Seeking tranquility on the Ile St Marguerite
Hi everyone. I am going to be following on the travel blog of my predecessor and good friend Chris, for inspiration of where to visit during your stay with us in Nice. My name is Holly and I come from the charming County of Cornwall in England. Unlike Chris, this is my first time ever writing a travel blog, well actually, just a blog in general! I hope you enjoy and find some inspiration for your travels.
As it is my first time in the Côte d’Azur, one of the top places on my list to visit was Cannes, especially as the film festival is in full swing. However, upon further research I discovered that there were two islands just 1km off shore from Cannes. Having never heard of these islands, Saint Marguerite and Saint Honorat, I decided to make Saint Marguerite my first excursion.
The island of St Marguerite (formally known as Lero) is the largest out of the two inhabited Lérins islands, at roughly 3km in width. The island has suffered a turbulent history, with Saracen raids, attacks from pirates or Genoese or Catalan corsairs and being captured by the Spanish for two years during the Thirty Year War in the 17th century.
That is my brief history lesson over! I took my first ever French train from Nice Ville station to Cannes, where I alighted amongst a throng of people. With the Cannes Film Festival still in full swing it was really rather busy. My first stop was the Tourism Office, rather aptly located inbetween the Palais de Festivals and the Casino. After loading up on maps and leaflets I headed out the office and towards the old port.
The boat trip only took 20 minutes even though the sea was rough. The boat did pitch almost alarmingly at some points, so if you are prone to sea sickness I would advise taking some tablets! Sitting on the open section on the back I was able to enjoy watching the copious kite surfers and wind surfers playing on the water.
The moment I stepped onto the island I noticed an almost eerie calm, the hustle and bustle of Cannes left far behind. My first stop was Fort Royal. Not even a five-minute walk from the landing stage it was one of the predominant reasons for this journey. The fort is famed for holding the original Man in The Iron Mask and being a bit of a closet Leonardi di Caprio fan I just had to get a glimpse of the inspiration for the film. I didn’t realize that to enter there is a fee, unless you are a student or under the age of 18, and if you are under the age of 25 there is a reduced rate. I would check with the ticket officer, who speaks English very well, if the museum is open, to be able to enter “the Old Castle” . Unfortunately for me it was not open but I still decided to go in and wander around.
Afterwards, having taken the odd photo, I decided it was time to explore the island wilderness. Walking eastwards on one of the inland paths I felt transported to another time and place, maybe a Narnian island (sorry for my geeky reference!). On my walk around the island I think I crossed a total of 6 people and two very friendly cats. It was like my own private paradise, with a pine and eucalyptus forest protecting the island from the strong winds and rocky coves with turquoise waters.
![The cat : Ile St Marguerite](https://www.villahostels.com/wp-content/uploads/Ile-St-Marguerite-cat-1.jpg)
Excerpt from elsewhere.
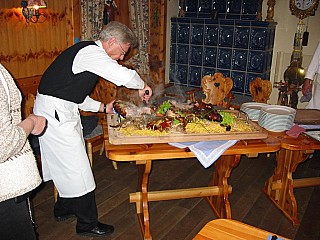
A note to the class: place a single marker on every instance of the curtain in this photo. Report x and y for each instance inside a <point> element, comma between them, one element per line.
<point>91,18</point>
<point>139,16</point>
This is my new friend Pierre
An afternoon on what felt like an almost deserted island was just the moment of calm needed after a raucous weekend in the city. You could easily spend a whole day here, loosing yourself in the tranquility, sunbathing in one of the isolated coves and enjoying the clear blue waters. My advice is to take good walking shoes, plenty of sun cream and of course a towel and bathing attire. Make sure you know what time the last ferry is so you do not become stranded and take a packed lunch, otherwise there are two snack bars by the landing stage and two restaurants.